The recurring errors: assuming you need a hardware box you do not have, not recording any scratch audio on the camera (which kills waveform sync), ignoring drift on long takes, and working in the wrong project frame rate. Each one turns a two-minute job into an afternoon.

The reliable habit is simple: always capture a scratch track, always include a clap when you can, and always verify sync on a transient at both the head and the tail of the take.

Frequently asked questions

How do you sync sound and picture in DaVinci Resolve?

Select the matching video and audio clips and use Auto Sync Audio, by waveform when the camera has scratch audio or by timecode when both files carry it. Then check a sharp transient to confirm the peaks line up.

Can you sync audio and video without timecode?

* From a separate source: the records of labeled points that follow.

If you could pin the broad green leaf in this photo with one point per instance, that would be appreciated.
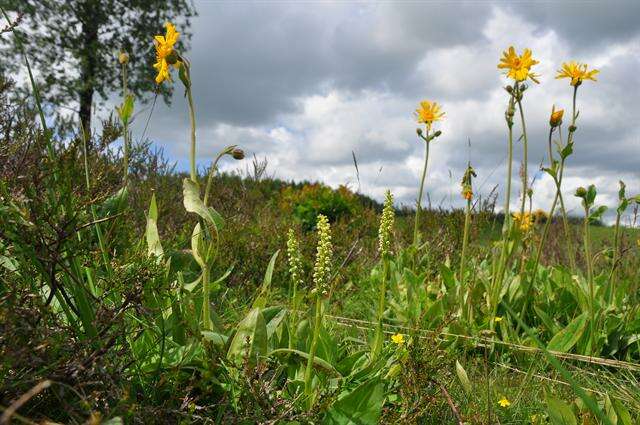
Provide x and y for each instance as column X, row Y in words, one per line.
column 560, row 413
column 126, row 109
column 564, row 340
column 193, row 203
column 217, row 339
column 250, row 339
column 154, row 247
column 463, row 378
column 318, row 362
column 360, row 406
column 624, row 417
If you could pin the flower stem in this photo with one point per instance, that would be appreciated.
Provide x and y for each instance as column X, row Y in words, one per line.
column 525, row 157
column 419, row 204
column 126, row 140
column 192, row 152
column 465, row 240
column 616, row 249
column 587, row 253
column 382, row 295
column 308, row 374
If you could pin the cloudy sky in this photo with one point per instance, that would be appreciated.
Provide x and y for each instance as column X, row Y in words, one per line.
column 306, row 83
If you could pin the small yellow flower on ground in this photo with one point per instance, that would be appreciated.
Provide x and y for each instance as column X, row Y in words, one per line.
column 517, row 66
column 577, row 72
column 428, row 113
column 165, row 53
column 556, row 117
column 397, row 339
column 503, row 402
column 523, row 221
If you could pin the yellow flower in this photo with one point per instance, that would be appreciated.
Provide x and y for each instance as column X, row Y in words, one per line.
column 523, row 221
column 467, row 193
column 517, row 66
column 540, row 216
column 577, row 72
column 165, row 54
column 164, row 43
column 556, row 117
column 428, row 113
column 503, row 402
column 398, row 339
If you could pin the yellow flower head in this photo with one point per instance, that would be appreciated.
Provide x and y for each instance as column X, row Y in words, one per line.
column 556, row 117
column 467, row 192
column 398, row 339
column 577, row 72
column 523, row 221
column 165, row 53
column 503, row 402
column 428, row 113
column 517, row 66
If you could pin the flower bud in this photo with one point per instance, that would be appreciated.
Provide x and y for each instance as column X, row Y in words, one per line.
column 237, row 153
column 172, row 58
column 556, row 117
column 123, row 58
column 581, row 192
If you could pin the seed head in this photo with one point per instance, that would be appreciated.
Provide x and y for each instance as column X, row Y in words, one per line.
column 386, row 226
column 237, row 153
column 324, row 251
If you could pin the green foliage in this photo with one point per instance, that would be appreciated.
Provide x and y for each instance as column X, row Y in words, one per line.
column 315, row 199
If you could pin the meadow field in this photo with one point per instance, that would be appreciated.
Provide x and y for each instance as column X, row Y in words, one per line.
column 131, row 292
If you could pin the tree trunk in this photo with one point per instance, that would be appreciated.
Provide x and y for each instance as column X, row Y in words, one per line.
column 88, row 62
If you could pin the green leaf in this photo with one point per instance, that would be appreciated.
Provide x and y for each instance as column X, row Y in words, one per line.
column 154, row 247
column 360, row 406
column 596, row 215
column 463, row 378
column 250, row 339
column 560, row 413
column 126, row 109
column 564, row 340
column 114, row 203
column 318, row 362
column 624, row 418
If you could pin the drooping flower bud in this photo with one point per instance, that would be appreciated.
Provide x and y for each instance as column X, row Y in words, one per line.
column 555, row 119
column 237, row 154
column 123, row 58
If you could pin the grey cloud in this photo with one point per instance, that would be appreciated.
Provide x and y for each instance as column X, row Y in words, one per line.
column 586, row 24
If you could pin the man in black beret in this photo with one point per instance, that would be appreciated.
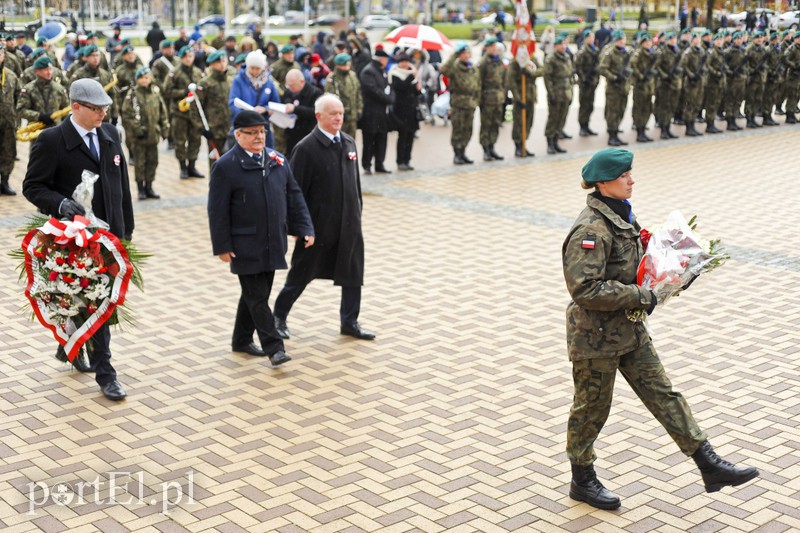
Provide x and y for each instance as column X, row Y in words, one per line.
column 252, row 195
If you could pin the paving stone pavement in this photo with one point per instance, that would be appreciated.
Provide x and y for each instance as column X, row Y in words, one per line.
column 454, row 418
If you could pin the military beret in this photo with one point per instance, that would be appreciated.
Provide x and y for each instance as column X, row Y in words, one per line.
column 247, row 118
column 42, row 62
column 215, row 56
column 607, row 165
column 342, row 59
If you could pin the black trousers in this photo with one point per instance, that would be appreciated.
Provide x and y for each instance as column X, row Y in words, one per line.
column 405, row 141
column 349, row 308
column 374, row 147
column 254, row 315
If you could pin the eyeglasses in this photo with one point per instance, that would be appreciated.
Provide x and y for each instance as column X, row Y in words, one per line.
column 95, row 108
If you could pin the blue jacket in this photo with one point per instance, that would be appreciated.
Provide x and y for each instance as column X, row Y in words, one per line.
column 244, row 90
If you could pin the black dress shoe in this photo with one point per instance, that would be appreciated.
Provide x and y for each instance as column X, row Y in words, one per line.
column 113, row 391
column 278, row 358
column 250, row 349
column 357, row 331
column 281, row 328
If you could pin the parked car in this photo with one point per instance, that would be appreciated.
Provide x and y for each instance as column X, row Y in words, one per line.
column 217, row 20
column 372, row 22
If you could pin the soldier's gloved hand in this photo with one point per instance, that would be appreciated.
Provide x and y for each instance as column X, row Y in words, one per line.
column 69, row 208
column 46, row 120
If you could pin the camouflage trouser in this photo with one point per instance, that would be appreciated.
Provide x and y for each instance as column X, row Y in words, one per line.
column 8, row 147
column 556, row 117
column 586, row 101
column 734, row 96
column 616, row 102
column 642, row 105
column 461, row 119
column 186, row 138
column 594, row 388
column 753, row 98
column 491, row 117
column 693, row 102
column 145, row 161
column 516, row 128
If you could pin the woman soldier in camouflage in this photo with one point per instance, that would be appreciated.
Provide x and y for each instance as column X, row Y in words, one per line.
column 601, row 255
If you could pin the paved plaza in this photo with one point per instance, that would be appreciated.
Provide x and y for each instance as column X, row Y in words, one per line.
column 454, row 418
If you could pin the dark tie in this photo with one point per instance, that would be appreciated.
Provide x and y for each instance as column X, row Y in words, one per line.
column 92, row 147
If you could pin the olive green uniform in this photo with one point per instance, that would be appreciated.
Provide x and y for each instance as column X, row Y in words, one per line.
column 600, row 258
column 347, row 87
column 587, row 67
column 146, row 121
column 465, row 90
column 185, row 128
column 532, row 71
column 493, row 98
column 614, row 67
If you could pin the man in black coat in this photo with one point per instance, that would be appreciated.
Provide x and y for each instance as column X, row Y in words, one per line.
column 253, row 200
column 325, row 165
column 299, row 98
column 57, row 159
column 374, row 123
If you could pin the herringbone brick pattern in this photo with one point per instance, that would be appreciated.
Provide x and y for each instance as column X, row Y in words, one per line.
column 454, row 418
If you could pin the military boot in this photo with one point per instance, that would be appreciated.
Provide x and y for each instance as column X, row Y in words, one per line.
column 193, row 172
column 5, row 188
column 585, row 487
column 717, row 472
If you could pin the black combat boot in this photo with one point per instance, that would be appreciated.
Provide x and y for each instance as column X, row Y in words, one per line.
column 193, row 172
column 717, row 472
column 585, row 487
column 5, row 188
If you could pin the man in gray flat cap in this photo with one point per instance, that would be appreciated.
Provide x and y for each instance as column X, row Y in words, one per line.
column 57, row 159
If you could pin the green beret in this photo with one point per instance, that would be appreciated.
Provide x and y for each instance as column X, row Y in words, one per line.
column 607, row 165
column 215, row 56
column 342, row 59
column 42, row 62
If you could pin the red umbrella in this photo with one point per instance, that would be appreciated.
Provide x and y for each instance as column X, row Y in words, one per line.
column 419, row 36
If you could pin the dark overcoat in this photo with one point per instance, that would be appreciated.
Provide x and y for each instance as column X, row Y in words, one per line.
column 58, row 158
column 252, row 207
column 376, row 102
column 329, row 178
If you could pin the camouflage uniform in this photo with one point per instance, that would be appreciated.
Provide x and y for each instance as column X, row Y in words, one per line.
column 532, row 71
column 346, row 86
column 587, row 67
column 493, row 99
column 465, row 90
column 601, row 279
column 146, row 121
column 185, row 125
column 212, row 92
column 614, row 68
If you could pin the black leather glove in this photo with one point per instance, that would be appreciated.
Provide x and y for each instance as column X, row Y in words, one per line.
column 46, row 120
column 69, row 208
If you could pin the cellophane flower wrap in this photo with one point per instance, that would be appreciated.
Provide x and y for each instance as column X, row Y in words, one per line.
column 77, row 272
column 674, row 256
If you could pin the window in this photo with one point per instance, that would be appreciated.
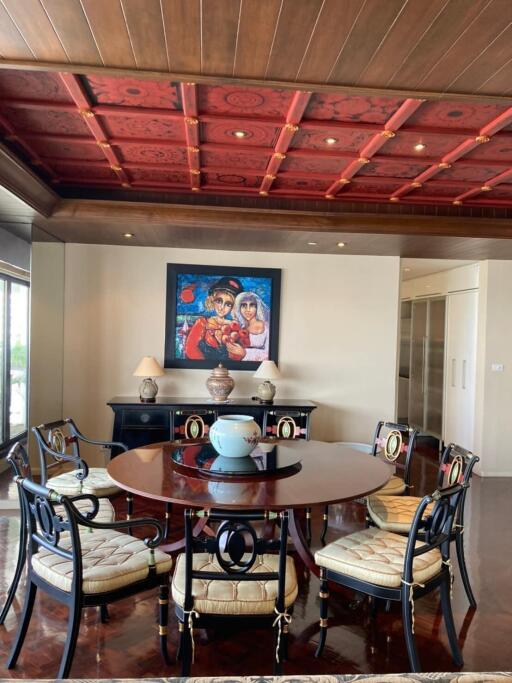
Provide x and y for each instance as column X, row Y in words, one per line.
column 13, row 358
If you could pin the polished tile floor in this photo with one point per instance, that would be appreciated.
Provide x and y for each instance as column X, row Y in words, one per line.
column 357, row 643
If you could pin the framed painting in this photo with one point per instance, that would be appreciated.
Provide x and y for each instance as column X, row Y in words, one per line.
column 217, row 314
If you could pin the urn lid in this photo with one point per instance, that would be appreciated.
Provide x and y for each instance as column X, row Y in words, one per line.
column 220, row 371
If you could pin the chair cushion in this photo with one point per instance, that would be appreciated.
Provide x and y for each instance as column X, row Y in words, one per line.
column 232, row 596
column 394, row 487
column 394, row 513
column 377, row 557
column 110, row 559
column 97, row 482
column 105, row 514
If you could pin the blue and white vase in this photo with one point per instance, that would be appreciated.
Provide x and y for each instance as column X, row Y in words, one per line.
column 234, row 436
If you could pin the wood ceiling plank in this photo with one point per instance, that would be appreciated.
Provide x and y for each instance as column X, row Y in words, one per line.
column 146, row 31
column 499, row 53
column 12, row 43
column 70, row 24
column 363, row 41
column 438, row 39
column 403, row 36
column 258, row 19
column 182, row 25
column 37, row 30
column 219, row 30
column 481, row 36
column 109, row 29
column 297, row 21
column 332, row 29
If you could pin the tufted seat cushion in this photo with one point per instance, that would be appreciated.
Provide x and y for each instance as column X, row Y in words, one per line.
column 105, row 514
column 394, row 513
column 394, row 487
column 97, row 482
column 110, row 560
column 232, row 596
column 377, row 557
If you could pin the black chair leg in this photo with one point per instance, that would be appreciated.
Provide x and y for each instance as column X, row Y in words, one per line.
column 24, row 622
column 407, row 618
column 308, row 526
column 163, row 614
column 461, row 558
column 446, row 606
column 20, row 564
column 168, row 513
column 75, row 612
column 324, row 603
column 325, row 524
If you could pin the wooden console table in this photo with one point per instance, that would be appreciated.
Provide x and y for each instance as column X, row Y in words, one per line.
column 140, row 424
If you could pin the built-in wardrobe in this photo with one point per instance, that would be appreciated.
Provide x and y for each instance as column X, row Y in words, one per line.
column 437, row 357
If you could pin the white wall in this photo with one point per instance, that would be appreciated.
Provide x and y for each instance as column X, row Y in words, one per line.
column 338, row 333
column 46, row 335
column 494, row 401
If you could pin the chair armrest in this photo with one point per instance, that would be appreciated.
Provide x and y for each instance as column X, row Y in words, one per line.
column 126, row 524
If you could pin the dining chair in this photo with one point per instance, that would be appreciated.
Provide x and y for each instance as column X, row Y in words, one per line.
column 396, row 513
column 86, row 569
column 236, row 574
column 393, row 442
column 19, row 461
column 58, row 443
column 393, row 567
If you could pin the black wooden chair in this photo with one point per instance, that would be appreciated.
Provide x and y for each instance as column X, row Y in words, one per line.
column 394, row 443
column 235, row 574
column 396, row 513
column 389, row 566
column 83, row 570
column 18, row 459
column 58, row 443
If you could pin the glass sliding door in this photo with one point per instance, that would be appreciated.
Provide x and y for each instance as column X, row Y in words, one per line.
column 13, row 358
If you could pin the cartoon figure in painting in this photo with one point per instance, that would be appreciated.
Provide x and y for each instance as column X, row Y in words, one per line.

Yes. Waveform sync matches the camera's scratch audio against the recorder file and gets you to frame level with no hardware box or plugin, then you confirm on a sharp transient. The clap is the fallback when the scratch track is too noisy to match.

Do you need a hardware timecode box to sync sound?

No. A timecode box or generator makes multi-camera sync fast, but for everyday dual-system shoots waveform sync does the job from the camera's own scratch audio, with no extra gear.

How does syncing with a clap work?

Closing the clap makes one sharp spike that is visible on the picture and audible on both audio tracks. You align that spike to the frame where the sticks close, which syncs the take.

Why does my audio drift out of sync over a long take?

The camera and recorder can run at slightly different speeds, so the head syncs but the tail slips. Fix it by re-syncing in sections or correcting the sample rate, and check the project frame rate is right.

What is the difference between waveform and timecode sync?

Waveform sync matches the recorded sound and needs no special gear; timecode sync matches a shared clock and is faster but only works when both devices stamp timecode.

How do you check that sync is correct?

Find a sharp transient such as a clap, a door or a hard consonant and confirm the peaks on the two tracks sit exactly on top of each other. Check both the head and the tail of the take for drift.